Ma i problemi con il trasporto ferroviario verso la Moravia sono nulla rispetto alla situazione della Boemia e di Praga. In questo caso il collegamento ferroviario con Trieste è vittima del pessimo stato delle direttrici verso la Germania. “Oggi a sostenere il peso di tutto il traffico ferroviario verso la Germania è il punto di frontiera Děčín-Bad Schandau”, lamenta l’associazione dei trasportatori ferroviari Žesnad. Questo fatto ovviamente favorisce fortemente i porti del nord, che riescono a garantire tempi di percorrenza molto più ridotti rispetto a Trieste, che in questo modo perde in parte il suo vantaggio temporale. Paradossalmente, la Boemia si trova isolata dalla Baviera, una delle regioni più ricche e industrializzate in Europa. E la situazione non sembra dover migliorare in tempi brevi.
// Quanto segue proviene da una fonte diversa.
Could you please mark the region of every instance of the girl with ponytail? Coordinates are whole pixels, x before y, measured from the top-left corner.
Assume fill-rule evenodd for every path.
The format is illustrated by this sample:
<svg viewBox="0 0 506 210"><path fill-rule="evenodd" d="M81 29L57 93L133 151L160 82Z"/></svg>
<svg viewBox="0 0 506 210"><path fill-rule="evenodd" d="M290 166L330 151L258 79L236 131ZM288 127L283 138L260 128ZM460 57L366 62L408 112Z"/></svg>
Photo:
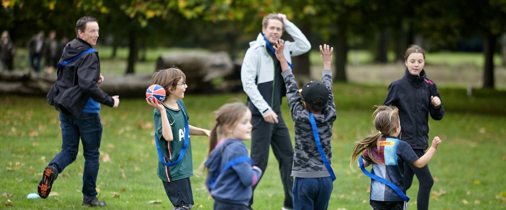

L’amministratore delle strade ferrate ceche, la Sždc, ha deciso in primavera di quest’anno di modernizzare la direttrice Plzeň-Furth in Wald mantenendo il profilo a binario unico, mentre i trasportatori chiedevano il doppio binario. “Questa tratta, a condizioni di partenza simili, potrebbe raggiungere volumi di traffico simili alla tratta per Děčín, ossia cento treni al giorno” indicano i trasportatori. Tra questi cento treni potrebbero essercene alcuni partiti dalle banchine marittime di Trieste e arrivati in Baviera via Brennero, così evitando i colli di bottiglia presenti nella circolazione ferroviaria tra Moravia e Boemia. Se questo non dovesse avvenire, la Boemia e Praga rimarrebbero una zona d’ombra per il porto di Trieste.